La Cour suprême des Etats-Unis a chassé les Commissions militaires de Guantanamo par la grande porte. Elles reviennent déjà par la fenêtre. C'est une manière de transformer une claque en conseil. Les élus républicains retiennent de l'arrêt rendu jeudi ce qu'il y a de plus aimable: rien n'empêche le président, disaient les juges, de retourner devant le Congrès pour obtenir le pouvoir qu'il n'avait pas, en 2001, quand il a créé une justice d'exception pour les «combattants ennemis» de la «guerre contre le terrorisme». Dans les deux Chambres, des auditions sont annoncées, des projets de loi promis pour l'automne. Le sénateur Arlen Specter, qui préside la Commission des affaires judiciaires, a été le plus rapide: il a déjà déposé un texte autorisant la création de Commissions militaires, avec de meilleures garanties pour les détenus, et des procédures plus rapides pour déterminer leur statut.

Les juges suprêmes, après avoir constaté que George Bush a outrepassé ses pouvoirs en créant ces tribunaux spéciaux, affirmaient qu'il a violé aussi bien la loi américaine que la Convention de Genève sur les prisonniers de guerre.

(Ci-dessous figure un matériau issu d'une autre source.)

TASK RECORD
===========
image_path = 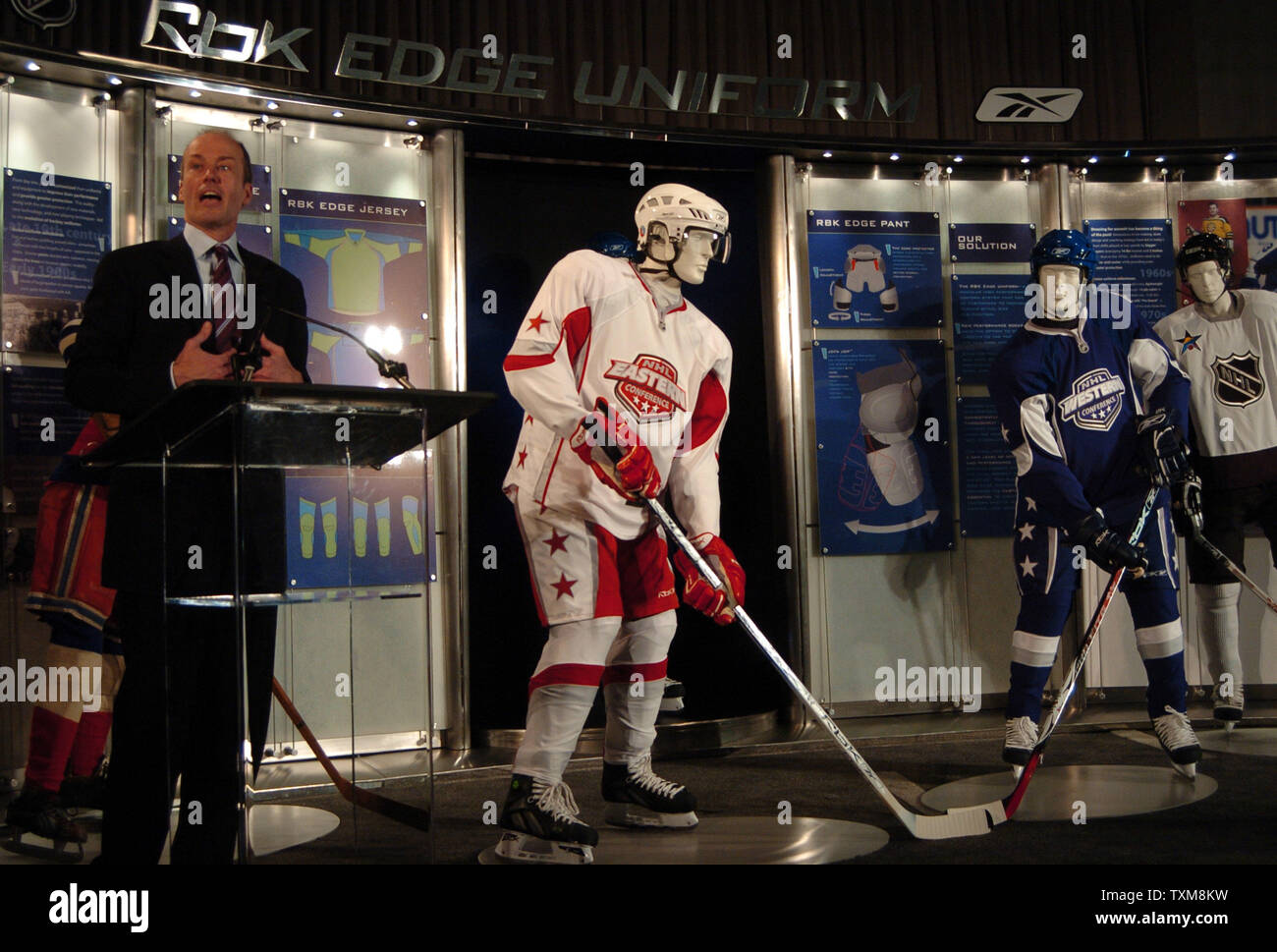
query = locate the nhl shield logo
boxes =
[9,0,76,28]
[1210,350,1267,407]
[603,354,687,423]
[1060,366,1127,430]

La loi créant la justice militaire dit que les procédures doivent être partout les mêmes. Une conséquence logique serait de juger les prisonniers de Guantanamo inculpés devant des cours martiales ordinaires.

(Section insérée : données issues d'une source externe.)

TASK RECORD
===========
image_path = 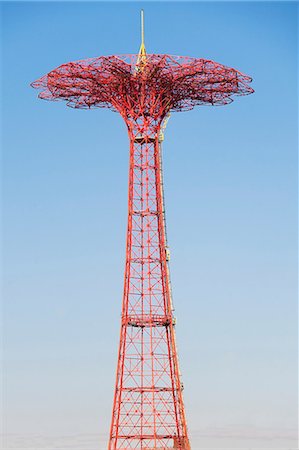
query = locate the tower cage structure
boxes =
[32,11,253,450]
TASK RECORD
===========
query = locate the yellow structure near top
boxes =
[137,9,146,70]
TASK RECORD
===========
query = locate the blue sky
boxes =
[2,2,298,450]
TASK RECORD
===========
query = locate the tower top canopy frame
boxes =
[32,53,254,119]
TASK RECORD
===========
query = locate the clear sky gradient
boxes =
[2,2,298,450]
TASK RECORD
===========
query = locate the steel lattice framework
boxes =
[32,46,253,450]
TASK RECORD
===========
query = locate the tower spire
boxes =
[137,9,146,65]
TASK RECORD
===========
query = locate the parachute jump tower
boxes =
[32,12,253,450]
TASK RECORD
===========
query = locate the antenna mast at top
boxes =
[137,9,146,65]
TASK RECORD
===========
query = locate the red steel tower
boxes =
[32,14,253,450]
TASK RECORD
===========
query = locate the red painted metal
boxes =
[32,55,253,450]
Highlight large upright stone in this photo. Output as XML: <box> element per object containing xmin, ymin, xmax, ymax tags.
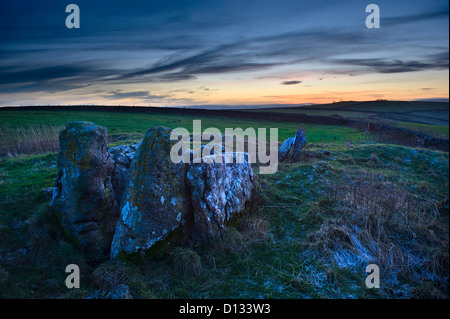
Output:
<box><xmin>187</xmin><ymin>152</ymin><xmax>255</xmax><ymax>240</ymax></box>
<box><xmin>51</xmin><ymin>122</ymin><xmax>118</xmax><ymax>261</ymax></box>
<box><xmin>278</xmin><ymin>126</ymin><xmax>307</xmax><ymax>162</ymax></box>
<box><xmin>111</xmin><ymin>127</ymin><xmax>191</xmax><ymax>259</ymax></box>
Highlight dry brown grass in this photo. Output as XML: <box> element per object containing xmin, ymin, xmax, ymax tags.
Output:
<box><xmin>92</xmin><ymin>261</ymin><xmax>132</xmax><ymax>289</ymax></box>
<box><xmin>308</xmin><ymin>171</ymin><xmax>449</xmax><ymax>297</ymax></box>
<box><xmin>0</xmin><ymin>124</ymin><xmax>64</xmax><ymax>156</ymax></box>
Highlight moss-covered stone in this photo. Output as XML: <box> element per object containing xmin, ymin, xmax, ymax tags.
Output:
<box><xmin>51</xmin><ymin>122</ymin><xmax>118</xmax><ymax>261</ymax></box>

C'est ce que demande, par exemple, Human Rights Watch. Mais ça ne plaît pas aux militaires: ils veulent un cadre différent, qui protège mieux la sécurité nationale, avec moins de publicité et des garde-fous dans la présentation des preuves. Le Congrès républicain les entend: toutes les propositions vont dans le sens d'une nouvelle mouture de Commissions militaires.

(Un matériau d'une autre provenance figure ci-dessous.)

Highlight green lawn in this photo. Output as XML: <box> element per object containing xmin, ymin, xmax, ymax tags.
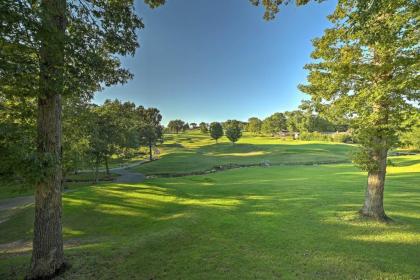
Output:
<box><xmin>135</xmin><ymin>131</ymin><xmax>352</xmax><ymax>175</ymax></box>
<box><xmin>0</xmin><ymin>172</ymin><xmax>118</xmax><ymax>201</ymax></box>
<box><xmin>0</xmin><ymin>154</ymin><xmax>420</xmax><ymax>279</ymax></box>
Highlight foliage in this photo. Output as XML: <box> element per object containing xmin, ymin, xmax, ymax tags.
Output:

Pour ne pas insulter la Cour suprême, les tribunaux corrigés devront aussi respecter la Convention de Genève, en particulier ses articles 3 et 5. Ils stipulent que tous les prisonniers doivent bénéficier des mêmes protections, que leur statut doit être déterminé rapidement; s'ils sont jugés, ils doivent avoir accès à un avocat de leur choix et à leur dossier, sans restriction; l'instance qui les juge doit être indépendante du gouvernement.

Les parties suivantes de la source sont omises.